By 1721 English Excise and Revenue accounts noted that approximately one quarter of London’s residents were employed in the production of gin, equating for almost 2 million gallons (9.1 million liters) of tax free product a year.  Over the following decade, gin consumption (by the average adult over the age of 15)  would double again and the cities half a million population would be able to purchase a dram of gin for little more than a penny at a choice of almost 7000 gin shops.  Naturally the major cities in England began to fall into a “well-documented drunken stupor”.

A 1736 pamphlet from some of the teetotal minority entitled, Distilled Liquors: The Bane of the Nation mentioned,

“In one place not far from East Smithfield, a trader has a large empty room where, as his wretched guests get intoxicated, they are laid together in heaps, men women and children, until they recover their senses, when they proceed to drink on, or having spent all they had, go out to find the means to return to the same dreadful pursuit”.

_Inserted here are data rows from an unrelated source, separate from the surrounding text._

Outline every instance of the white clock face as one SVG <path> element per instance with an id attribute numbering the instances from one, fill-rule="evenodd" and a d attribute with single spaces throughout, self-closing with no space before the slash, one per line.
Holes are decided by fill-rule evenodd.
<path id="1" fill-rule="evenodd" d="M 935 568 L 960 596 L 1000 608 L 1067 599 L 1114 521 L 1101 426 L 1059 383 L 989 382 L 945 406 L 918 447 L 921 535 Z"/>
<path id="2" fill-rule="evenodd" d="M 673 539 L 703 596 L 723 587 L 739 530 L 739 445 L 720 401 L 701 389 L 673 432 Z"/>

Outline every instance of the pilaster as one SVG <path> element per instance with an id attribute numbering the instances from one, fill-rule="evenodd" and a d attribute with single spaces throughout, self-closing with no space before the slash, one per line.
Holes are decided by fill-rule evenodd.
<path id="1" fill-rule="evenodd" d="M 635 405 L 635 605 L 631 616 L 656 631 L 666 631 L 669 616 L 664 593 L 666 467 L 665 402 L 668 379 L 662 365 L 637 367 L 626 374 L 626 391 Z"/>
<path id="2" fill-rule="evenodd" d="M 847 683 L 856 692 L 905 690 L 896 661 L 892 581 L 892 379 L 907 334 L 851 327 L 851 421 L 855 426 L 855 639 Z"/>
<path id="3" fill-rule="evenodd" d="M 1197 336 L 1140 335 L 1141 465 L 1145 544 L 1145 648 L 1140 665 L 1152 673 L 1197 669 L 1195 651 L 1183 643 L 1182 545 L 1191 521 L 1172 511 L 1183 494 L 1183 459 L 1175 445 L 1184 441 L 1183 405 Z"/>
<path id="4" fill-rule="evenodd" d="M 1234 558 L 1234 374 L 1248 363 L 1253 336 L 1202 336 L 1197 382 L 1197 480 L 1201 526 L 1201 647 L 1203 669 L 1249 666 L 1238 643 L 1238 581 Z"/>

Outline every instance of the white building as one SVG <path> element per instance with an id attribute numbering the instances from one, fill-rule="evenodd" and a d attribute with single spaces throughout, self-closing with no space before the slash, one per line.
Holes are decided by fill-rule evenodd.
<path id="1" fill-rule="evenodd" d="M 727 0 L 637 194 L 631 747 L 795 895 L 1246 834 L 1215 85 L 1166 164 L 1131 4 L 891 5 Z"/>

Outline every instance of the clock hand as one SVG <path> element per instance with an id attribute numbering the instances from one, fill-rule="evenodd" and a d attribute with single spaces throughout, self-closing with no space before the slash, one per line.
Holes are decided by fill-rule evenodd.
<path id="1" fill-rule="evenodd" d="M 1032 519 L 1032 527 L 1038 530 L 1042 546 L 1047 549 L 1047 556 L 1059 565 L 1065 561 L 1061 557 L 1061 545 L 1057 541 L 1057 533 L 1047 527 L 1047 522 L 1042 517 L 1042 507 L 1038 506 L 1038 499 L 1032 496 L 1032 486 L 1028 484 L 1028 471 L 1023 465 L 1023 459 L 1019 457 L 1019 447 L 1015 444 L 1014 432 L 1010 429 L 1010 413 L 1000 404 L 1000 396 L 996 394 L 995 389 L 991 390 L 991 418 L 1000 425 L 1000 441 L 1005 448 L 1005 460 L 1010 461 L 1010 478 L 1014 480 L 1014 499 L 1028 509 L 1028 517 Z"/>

Possibly the most horrendous crime in the name of gin was the case of Judith Defour and her female accomplice known simply as Sukey.  The statement recorded during her trail at the Old Bailey, London on 27th February, 1734 – recorded the following confession from Miss Defour; “On Sunday [sic] Night we took the Child into the Fields, and stripp’d it, and ty’d a Linen Handkerchief hard about its Neck to keep it from crying, and then laid it in a Ditch. And after that, we went together, and sold the Coat and Stay for a Shilling, and the Petticoat and Stockings for a Groat. We parted the Money, and join’d for a Quartern of Gin”. The most sobering piece of this story lies in the fact that the victim was Miss Defours two year old daughter Mary…and all for 60 mls each of Gin.

When the parliament finally passed the first Gin Act in 1736, the nation (long addicted) rioted from Bristol to London, Norwich to Warrington and Liverpool to Plymouth with mock funeral processions held by some in protest to, “The death of Madam Geneva”.  Despite this first regulatory action, gin madness continued to rise and reached an all-time high in 1743 when it was recorded that 2.2 gallons (8 litres) were consumed per person per year (of ALL ages).

Consumption of gin finally began to decline with the passing of a second official Gin Act in 1751.  The success of this Act placed limitations on the production and retail of the spirit including increased excise taxes along with the manpower to help enforce it.  Despite these final regulations coming into effect it was estimated that 9000 children in London alone died of alcohol poisoning that single year.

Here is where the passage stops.